O aplicativo Sora 2, que permite criar vídeos ultrarrealistas com o próprio rosto e o de outras pessoas, levou o perigo da desinformação a um novo patamar
“Qual é seu nome, soldado?! Tá me ouvindo?! Me fala seu nome, soldado!” Quem berra é um manifestante todo vestido de preto, encapuzado, o rosto vermelho de raiva. À sua frente, um militar em traje camuflado. Pelas imagens, tudo indica se tratar de um protesto contra a ocupação de cidades americanas por tropas federais, uma das marcas de Donald Trump neste segundo mandato. Impassível, o militar do vídeo tolera os gritos até que, numa reação rápida, aperta um spray de pimenta contra o rosto do jovem e responde enfim à pergunta. Seu nome? “Sargento Pimenta!”, ele grita. A gravação, que tem menos de dez segundos, viralizou pelo trocadilho esdrúxulo – em inglês, a graça de “Sergeant Pepper” não está apenas na referência ao spray, mas também no fato de que esse é o nome de um dos álbuns mais famosos dos Beatles.
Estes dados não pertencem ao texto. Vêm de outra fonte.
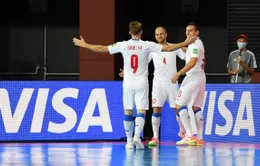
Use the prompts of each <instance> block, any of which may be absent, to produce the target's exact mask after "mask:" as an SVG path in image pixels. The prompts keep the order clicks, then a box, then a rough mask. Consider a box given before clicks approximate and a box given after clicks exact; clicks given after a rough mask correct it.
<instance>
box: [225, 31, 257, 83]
mask: <svg viewBox="0 0 260 166" xmlns="http://www.w3.org/2000/svg"><path fill="white" fill-rule="evenodd" d="M247 44H248V37H247V36H246V35H245V34H240V35H238V36H237V46H238V49H237V50H235V51H232V52H231V53H230V54H229V58H228V64H227V68H228V74H229V75H230V76H231V83H250V82H251V80H252V75H253V74H254V71H255V69H256V68H257V65H256V60H255V55H254V53H252V52H251V51H249V50H248V49H247V48H246V46H247Z"/></svg>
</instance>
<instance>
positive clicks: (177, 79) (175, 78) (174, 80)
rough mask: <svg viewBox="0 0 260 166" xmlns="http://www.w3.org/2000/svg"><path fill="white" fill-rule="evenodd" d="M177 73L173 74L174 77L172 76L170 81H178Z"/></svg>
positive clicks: (173, 82) (176, 81) (174, 81)
mask: <svg viewBox="0 0 260 166" xmlns="http://www.w3.org/2000/svg"><path fill="white" fill-rule="evenodd" d="M179 77H180V76H179V75H178V74H175V76H174V77H172V83H174V84H175V83H176V82H177V81H178V79H179Z"/></svg>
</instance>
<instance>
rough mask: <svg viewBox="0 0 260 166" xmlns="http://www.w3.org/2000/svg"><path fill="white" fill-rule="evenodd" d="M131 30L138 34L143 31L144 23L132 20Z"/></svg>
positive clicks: (131, 33)
mask: <svg viewBox="0 0 260 166" xmlns="http://www.w3.org/2000/svg"><path fill="white" fill-rule="evenodd" d="M129 31H130V33H131V34H132V35H138V34H139V33H140V32H141V31H142V23H140V22H138V21H132V22H130V24H129Z"/></svg>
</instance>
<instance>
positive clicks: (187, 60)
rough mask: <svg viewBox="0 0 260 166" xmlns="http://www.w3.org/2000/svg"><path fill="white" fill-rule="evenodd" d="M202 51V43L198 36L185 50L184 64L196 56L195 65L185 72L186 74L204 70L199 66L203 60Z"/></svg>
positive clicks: (203, 56) (199, 65) (203, 61)
mask: <svg viewBox="0 0 260 166" xmlns="http://www.w3.org/2000/svg"><path fill="white" fill-rule="evenodd" d="M204 53H205V50H204V45H203V43H202V41H201V40H200V39H199V38H198V39H197V40H196V41H195V43H192V44H190V45H189V46H188V49H187V52H186V54H185V61H186V64H187V63H189V61H190V60H191V58H192V57H195V58H198V61H197V63H196V65H195V66H194V67H193V68H192V69H190V70H189V71H188V72H187V73H186V74H187V75H192V74H194V73H198V72H204V69H203V68H202V67H201V65H202V64H203V63H204V60H205V56H204Z"/></svg>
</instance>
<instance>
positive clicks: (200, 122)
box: [194, 110, 204, 140]
mask: <svg viewBox="0 0 260 166" xmlns="http://www.w3.org/2000/svg"><path fill="white" fill-rule="evenodd" d="M194 116H195V122H196V127H197V135H198V136H197V139H198V140H200V139H203V128H204V117H203V114H202V112H201V110H198V111H194Z"/></svg>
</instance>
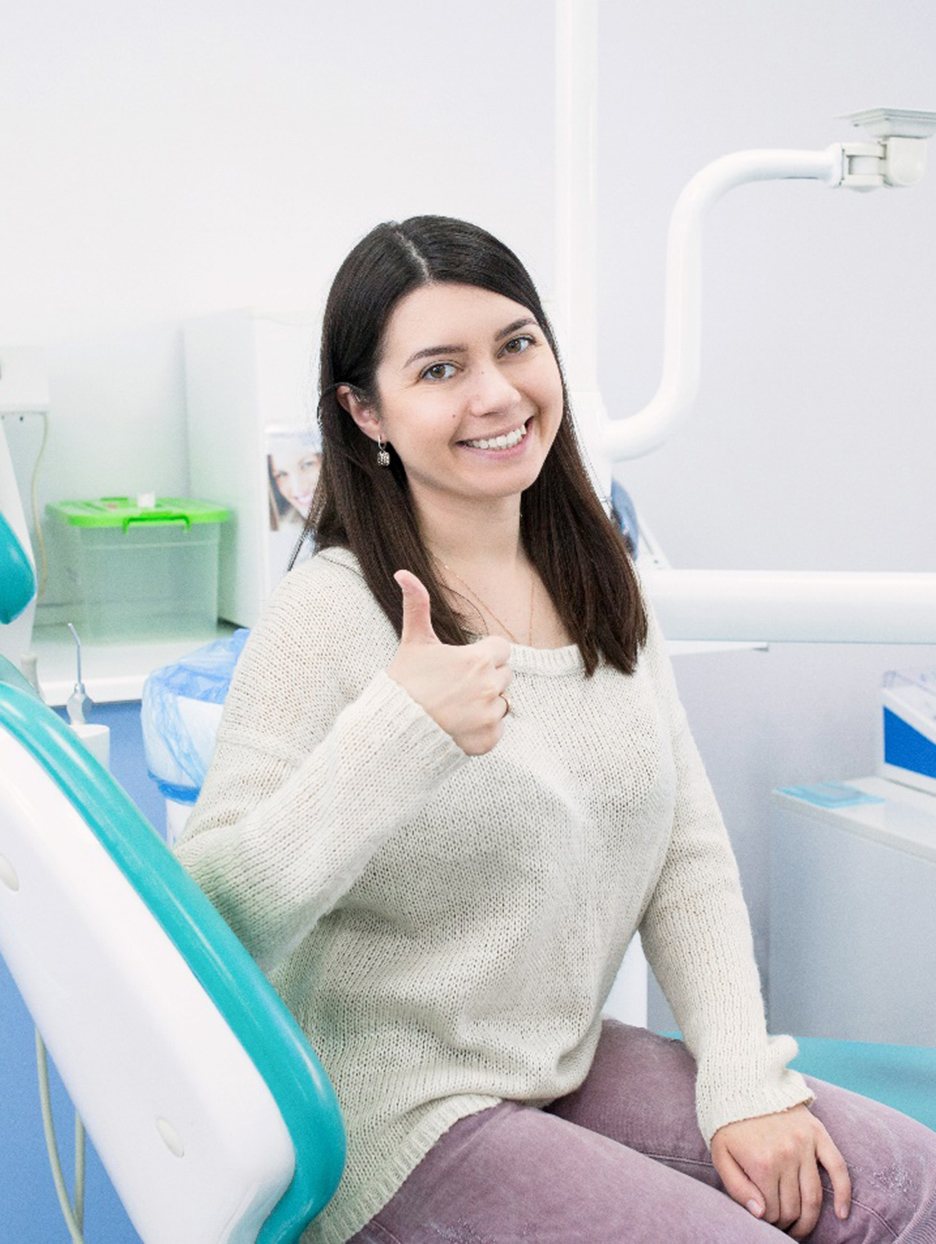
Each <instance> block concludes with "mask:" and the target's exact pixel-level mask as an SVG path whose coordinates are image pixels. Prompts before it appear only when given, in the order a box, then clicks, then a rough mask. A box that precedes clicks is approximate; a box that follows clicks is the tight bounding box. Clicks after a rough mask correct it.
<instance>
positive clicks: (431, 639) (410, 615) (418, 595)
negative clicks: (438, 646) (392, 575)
mask: <svg viewBox="0 0 936 1244" xmlns="http://www.w3.org/2000/svg"><path fill="white" fill-rule="evenodd" d="M393 578H395V580H396V581H397V583H400V587H401V590H402V592H403V631H402V634H401V636H400V642H401V643H441V642H442V641H441V639H439V637H438V636H437V634H436V632H434V631H433V629H432V602H431V601H429V593H428V592H427V591H426V587H424V585H423V583H422V582H421V581H419V580H418V578H417V577H416V575H413V573H412V572H411V571H408V570H398V571H397V572H396V575H395V576H393Z"/></svg>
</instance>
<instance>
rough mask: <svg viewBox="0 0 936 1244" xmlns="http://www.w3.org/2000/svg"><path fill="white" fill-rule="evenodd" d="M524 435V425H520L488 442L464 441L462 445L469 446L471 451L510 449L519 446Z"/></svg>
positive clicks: (524, 429)
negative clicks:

A iluminação do flash, o enquadramento vertical, os giroflex da polícia no fundo da imagem, o movimento dos corpos – tudo é muito realista, como se a pessoa que filmou estivesse ali mesmo, num protesto noturno, com o celular em mãos, a poucos centímetros da gritaria. Mas um observador atento vai notar uma pequena marca d’água que passeia pela tela. A logomarca, uma criatura com um par de olhos fofos, ao lado do nome Sora, entrega a verdade: a cena foi toda criada por inteligência artificial.
O vídeo, intitulado the original sgt. pepper, foi postado no Instagram no dia 7 de outubro por Diego Galvão, um filmmaker especializado em IAs generativas. Dias depois, já somava mais de 70 milhões de visualizações e 60 mil comentários. Além da marca d’água aplicada sobre o vídeo, uma legenda irônica indicava o uso de inteligência artificial (“nenhum prompt foi ferido durante a produção desse vídeo IA”). Ainda assim, na caixa de comentários, grande parte dos usuários parecia não se dar conta de que estavam diante de algo falso e deixavam elogios entusiasmados ao sargento fictício.
A verossimilhança da cena é uma obra do Sora 2, um gerador de vídeos mais poderoso, realista e dispendioso que seu antecessor, o Sora. Ambos foram criados pela OpenAI, dona do ChatGPT e hoje a empresa privada com maior valor de mercado do mundo, estimado recentemente em 500 bilhões de dólares. Com performance mais elogiada que a dos geradores concorrentes, como Veo (Google) e Vibes (Meta), o aplicativo foi lançado no dia 30 de setembro deste ano tendo algumas restrições iniciais de acesso. Oficialmente, até o momento, só quem pode utilizá-lo são os habitantes dos Estados Unidos e do Canadá, pelo desktop ou pelo aplicativo de celular, disponível apenas para o sistema operacional iOS. Além disso, é preciso ter recebido um convite de outro usuário. Mas essas restrições não impediram que, em questão de dias, o Sora 2 se tornasse o aplicativo mais baixado na loja da Apple, superando a marca de 1 milhão de downloads mais rapidamente do que o ChatGPT.